Spark RDD Actions

Question Click to View Answer

What does the following code print? What code is executed on the worker nodes and what code is executed on the driver machine.

val numbersRdd = sc.parallelize(List(9, 2))
val squaresRdd = numbersRdd.map { x: Int => x * x }
val squaresArray = squaresRdd.collect()
squaresArray.foreach(println)

The following output is printed.

81
4

The map method is executed on all of the worker nodes in parallel.

The collect method moves all the data from the worker nodes to the driver program as an array. Methods that return results to the driver node like collect are referred to as "actions".

If the collect method is used to send more data to the driver program than it can handle (if the driver program does not have sufficient memory to handle the size of the Array returned by collect), then the program will crash. Use actions with caution!

What does the following code print?

val namesRdd = sc.parallelize(List("luisa", "melissa", "eva"))
val namesCount = namesRdd.count()
println(namesCount)

3 is printed.

The count method is an action that returns all the counts to the driver program.

What does the following code print?

val numbersRdd = sc.parallelize(List(900, 333, 555, 10))
val biggestNumber = numbersRdd.max()
println(biggestNumber)

900 is printed.

The max method is an action that returns the values from the worker nodes to the driver program.

What does the following code print?

val numbersRdd = sc.parallelize(List(4, 99, 2, 348, 99, 1))
val numbers = numbersRdd.take(2)
println(numbers.toList)

List(4, 99) is printed.

The take method returns the first n elements in a RDD.

What does the following code print?

val numbersRdd = sc.parallelize(List(4, 99, 2, 348, 99, 1))
val numbers = numbersRdd.takeOrdered(2)
println(numbers.toList)

List(1, 2) is printed.

The takeOrdered method returns the smallest n elements in a RDD.

What does the following code print?

val numbersRdd = sc.parallelize(List(4, 99, 2, 348, 99, 1))
val numbers = numbersRdd.top(2)
println(numbers.toList)

List(348, 99) is printed.

The top method returns the largest n elements in a RDD.

What does the following code print?

val numbersRdd = sc.parallelize(List(4, 99, 2, 348, 99, 1))
val sum = numbersRdd.fold(0) { (memo: Int, n: Int) =>
  memo + n
}
println(sum)

553 is printed.

fold is a higher order method that first aggregates the results on each partition and then aggregates the results from each partition.

Explain how Spark uses lazy evaluation to execute the following lines of code.

val numbersRdd = sc.parallelize(List(9, 2)) // step 1
val squaresRdd = numbersRdd.map { x: Int => x * x } // step 2
val evenSquares = squaresRdd.filter { x: Int => x % 2 == 0 } // step 3
val squaresArray = squaresRdd.collect() // step 4

RDD transformations are not actually computed until an application calls an action method of a RDD.

In step 1, the RDD isn't even actually created.
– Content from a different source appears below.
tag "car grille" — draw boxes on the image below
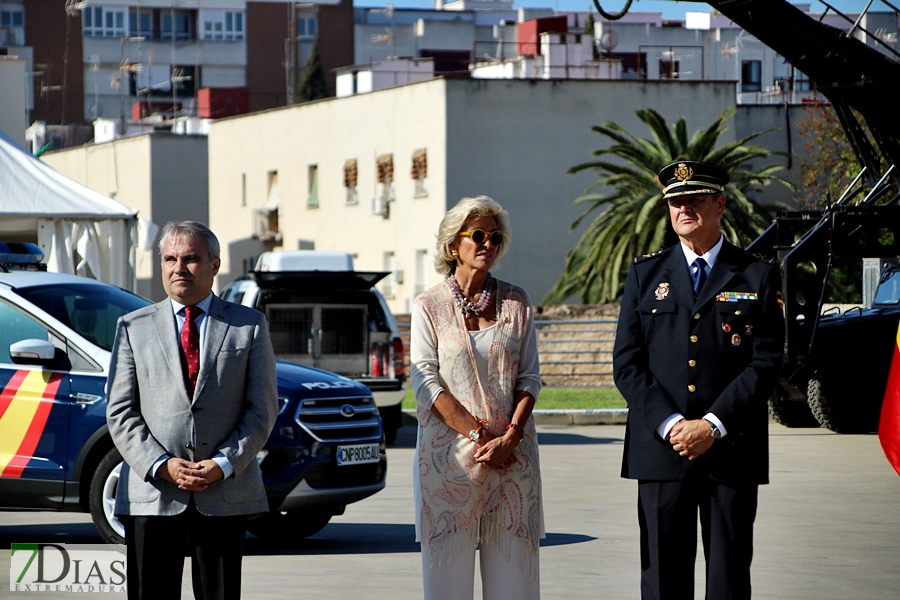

The instructions for creating the RDD are saved, but the RDD isn't created.

In step 2, the squaresRdd is not created.

In step 3, the evenSquares isn't created. All of these computations are put off as long as possible - until an action method is called.

In step 4, the action method collect is called, so all of the computations are made. Lazy evaluation allows Scala to optimize the computations before they are made.